Known by its acronym TTIP, Transatlantic Trade and Investment Partnership has the capacity to serve as a game changer in global economic balances. At its core TTIP is a free trade agreement between the United States and the European Union with the underlying objective to increase bilateral trade among two economic blocks by the removal of tariff and non-tariff-based obstacles before the Transatlantic trade. As the pundits are already in line to praise the benefits of such a free trade agreement which will bring increased trade volume, more jobs and common standards for the signatories, the agreement seems to create negative externalities for the third parties. The critical issue to be reckoned with regarding the TTIP is the intention of the policy makers to frame the agreement not only as a traditional free trade agreement that usually deals with the border arrangements and custom duties but also to design it as a beyond the border arrangement that will seek to penetrate in to the areas where economic integration and legal harmonization have not yet taken place.

Such comprehensive quality of the issue makes it one of the closely followed issues around the world. One of the countries that has been keeping a keen eye on the developments regarding the TTIP is Turkey. European Union serves as the major trading partner for Turkey and the United States increasingly turning into a significant economic partner as well.
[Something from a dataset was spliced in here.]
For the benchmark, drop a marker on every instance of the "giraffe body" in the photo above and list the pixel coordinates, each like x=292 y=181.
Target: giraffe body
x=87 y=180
European Union and the United States when combined account for more than 40% of Turkish exports, as well as 80% of the FDI that the country attracts. That's why Turkish authorities has recently started to air their concerns over the possible deal on the subject.

Possible Impacts on Turkey

A common external tariff combined with the removal of internal tariffs might bring some difficulties for countries like Turkey. A possible effect might be the penetration of American goods to the Turkish market unhindered through the European Union given the fact that Turkey has brokered a Customs Union agreement with the European Union back in mid 1990s which is still in effect. In such a case the rule of reciprocity will be revoked in the sense that Turkish goods will continue to be subjected to the tariffs in the United States whereas American goods will have the chance to freely circulate in the market. This might not only create a trade imbalance between the United States and Turkey but also might hamper the capacity of the Turkish products to compete in the European markets against the American products. This is undoubtedly a serious blow for the countries like Turkey in terms of their foreign trade balances.
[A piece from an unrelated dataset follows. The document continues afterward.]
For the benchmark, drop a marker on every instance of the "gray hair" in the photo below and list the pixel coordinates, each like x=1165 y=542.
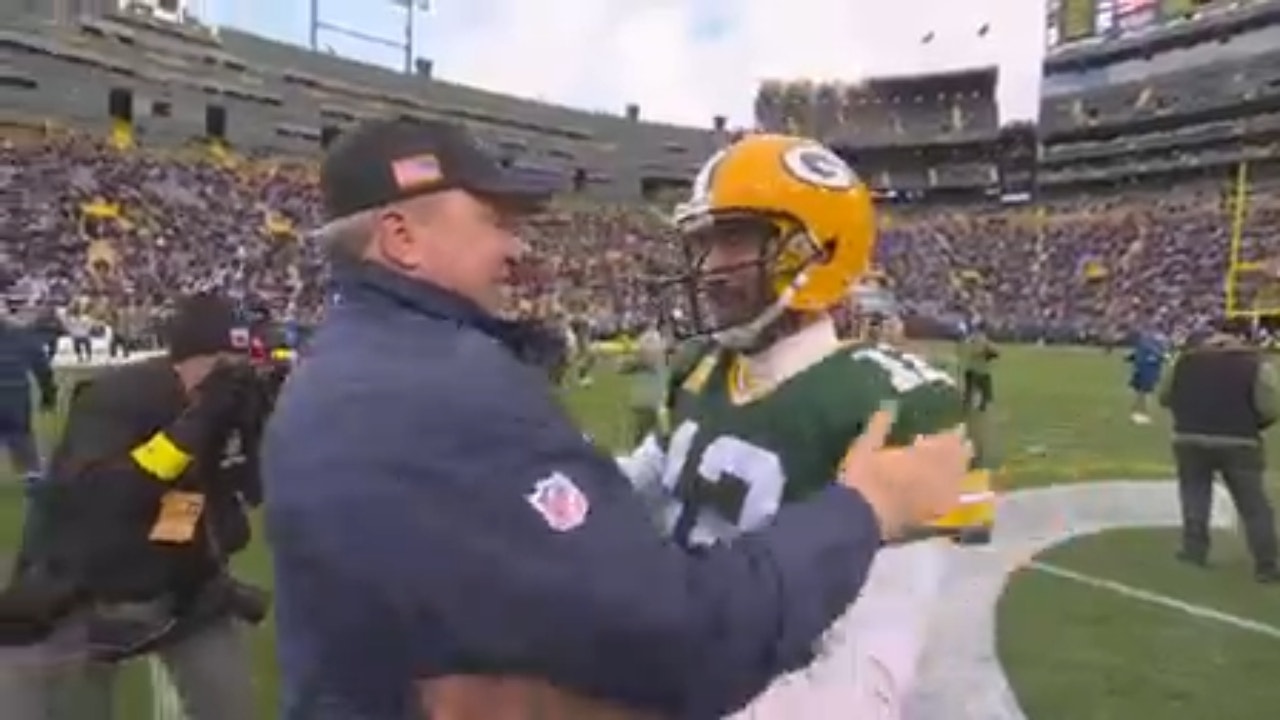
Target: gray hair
x=348 y=236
Moreover, a comprehensive free trade agreement between the United States and European Union is going to require a monumental effort for the harmonization of the bilateral legal structures. This means new and more stringent regulations to be imposed on several different business sectors. The fall out of such a legal process for the third parties like Turkey is the need for a painstaking process of harmonization of the local laws, regulations and technical standards with the ones that will be imposed by TTIP. This might mean extra costs for the Turkish business in a global environment marked by fierce competition based on cost effective products and solutions.

If the TTIP will be successfully brokered between these two economic power blocks, it will definitely serve as a game changer in world economic balances. These two blocks together produce 46% of world GDP and one third of world trade by themselves. The comprehensive changes that such important economic actors will be exposed will inevitably have consequences for the third parties. Turkey as a country in a custom union with the European Union might feel the negative effects of TTIP in the form of market loss in Europe, loss of reciprocity in trade relations with the United States and the penetration of American goods with no hindrance to its market without the Turkish penetration to the American one.